Here we used Hardy’s inequality case (2) with \alpha=0.

So \displaystyle \|Tf\|_p\leq \left\|\int_0^x\frac{f(y)}{x+y}dy\right\|_p+\left\|\int_x^\infty\frac{f(y)}{x+y}dy\right\|_p\leq C\|f\|_p.

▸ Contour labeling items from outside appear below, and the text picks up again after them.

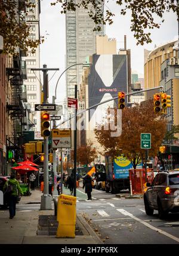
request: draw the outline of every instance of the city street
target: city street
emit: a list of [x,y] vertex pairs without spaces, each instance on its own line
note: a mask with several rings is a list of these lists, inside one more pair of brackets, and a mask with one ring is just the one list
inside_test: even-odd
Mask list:
[[[83,217],[104,243],[177,244],[179,243],[179,214],[170,214],[161,220],[158,211],[153,216],[145,213],[143,199],[119,198],[115,195],[93,189],[92,200],[80,187],[76,190],[76,213]],[[70,195],[63,188],[63,193]],[[17,205],[20,211],[39,210],[40,203]],[[52,203],[53,207],[53,203]]]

\text{Q.E.D}\hfill \square

Proof by Minkowski integral inequality

\mathbf{Proof:} Changing variable by y=tx

\displaystyle \int_0^\infty \frac{f(y)}{x+y}dy=\int_0^\infty\frac{f(tx)}{1+t}dt

So by Minkowski Integral Inequality

\displaystyle \|Tf\|_p=\left( \int_0^\infty \left(\int_0^\infty \frac{f(tx)}{1+t}dt\right)^pdx\right)^\frac{1}{p}\leq \int_0^\infty\left(\int_0^\infty \left|\frac{f(tx)}{1+t}\right|^pdx\right)^\frac{1}{p}dt\\=\int_0^\infty \frac{1}{(1+t)t^\frac{1}{p}}\left(\int_0^\infty|f(y)|^p\right)^\frac{1}{p}dt=\|f\|_p\int_0^\infty \frac{1}{(1+t)t^\frac{1}{p}}dt

Since p>1, \displaystyle \int_0^\infty \frac{1}{(1+t)t^\frac{1}{p}}dt<\infty. We are done.

\text{Q.E.D}\hfill \square

\mathbf{Remark:}

Pay attention to the tricks using here. The proof by Hardy’s inequality is hinted from Prof. Chanillo’s notes. For Minkowski method, see stein’s book.